Malgré le cynisme ambiant, l’indifférence de certains électeurs ou l’impression de «pareil au même», voter est un geste fort et nécessaire.

La tendance se maintiendra-t-elle?

ÉDITORIAL / La campagne électorale qui tire à sa fin a beau être plutôt terne selon certains, il n’en demeure pas moins qu’elle est un préambule essentiel à un exercice qui demeure encore un grand privilège et dont l’importance n’est pas moindre. Malgré le cynisme ambiant, l’indifférence de certains électeurs ou l’impression de «pareil au même», voter est un geste fort et nécessaire. Et si on se donnait comme objectif de faire grimper le taux de participation?

Depuis vendredi et jusqu’à lundi inclusivement, il est possible de voter par anticipation dans le cadre de cette quarante-troisième élection générale au Canada. Quatre jours de scrutin anticipé, qui font eux-mêmes suite à cinq jours de vote sur plusieurs campus d’institutions d’enseignement postsecondaire, voilà certainement une façon de permettre au plus grand nombre d’électeurs de voter sans être limité à la journée même du scrutin. Un millier d’électeurs ont déjà voté sur le campus de l’UQTR, la moitié de ceux-ci étant des électeurs de la circonscription de Trois-Rivières et l’autre moitié des électeurs inscrits dans d’autres circonscriptions électorales.

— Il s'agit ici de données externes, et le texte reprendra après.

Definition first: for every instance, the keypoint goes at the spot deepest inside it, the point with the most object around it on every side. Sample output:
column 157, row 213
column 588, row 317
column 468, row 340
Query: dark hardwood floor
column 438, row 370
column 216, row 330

Ajoutons à cela le fait qu’il était aussi possible de voter dans les bureaux des directeurs du scrutin ou encore par la poste et on constate rapidement qu’un électeur canadien, à part peut-être par protestation ou par paresse, n’a aucune raison valable de ne pas exercer son droit de vote. Le fait de «ne pas être disponible» ou de «ne pas avoir le temps» le jour du scrutin ne tient plus comme justification tellement il y a de possibilités d’exercer son droit de vote.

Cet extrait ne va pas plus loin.